There are some characters I took to immediately and others that I don’t feel I know well enough to be able to form a strong opinion about yet. I loved Gran and look forward to getting to know her more as the series progresses. She’s someone who brings warmth and wisdom.
‘It’s in the most trying times, when we ourselves have nothing, that we mustn’t forget there are higher virtues like compassion, kindness and solidarity. Doing something when it is hard, because it is the right thing to do, matters more than doing it when it’s easy.’
However, I didn’t get much of a sense of Izwi’s personality. I’m fairly certain Jomo will begin to feel like more than a means to an end in future books but so far he hasn’t made a huge impression on me. Making up for him was Priya, who’s fearless and fantastic. I can’t wait to hang out with her again.
Ropa’s world is quite dark and there’s hints about the “catastrophe” that shook things up, but I anticipate there is a lot more information to come. I wondered if pop culture no longer exists here as many of the references aren’t current, even now.

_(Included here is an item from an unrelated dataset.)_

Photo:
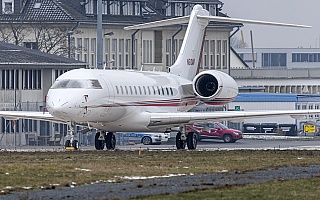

The mystery of this book is solved but there’s a lot more this world has to offer. I’m hoping future books will allow me to spend more time in the library, teach me more of its magic, introduce me to many more ghosts and give me a lot more Gran and Priya time.
Quote of the book:
‘I’m just getting to like you; don’t die stupidly on me now.’
Thank you so much to NetGalley and Tor, an imprint of Pan Macmillan, for the opportunity to read this book.
Once Upon a Blurb
When ghosts talk, she will listen …
Ropa dropped out of school to become a ghostalker – and she now speaks to Edinburgh’s dead, carrying messages to the living. A girl’s gotta earn a living, and it seems harmless enough. Until, that is, the dead whisper that someone’s bewitching children – leaving them husks, empty of joy and life. It’s on Ropa’s patch, so she feels honour bound to investigate. But what she learns will change her world.
She’ll dice with death (not part of her life plan …) as she calls on Zimbabwean magic and Scottish pragmatism to hunt down clues. For Edinburgh hides a wealth of secrets. And in the process, she discovers an occult library and some unexpected allies. Yet as shadows lengthen, will the hunter become the hunted?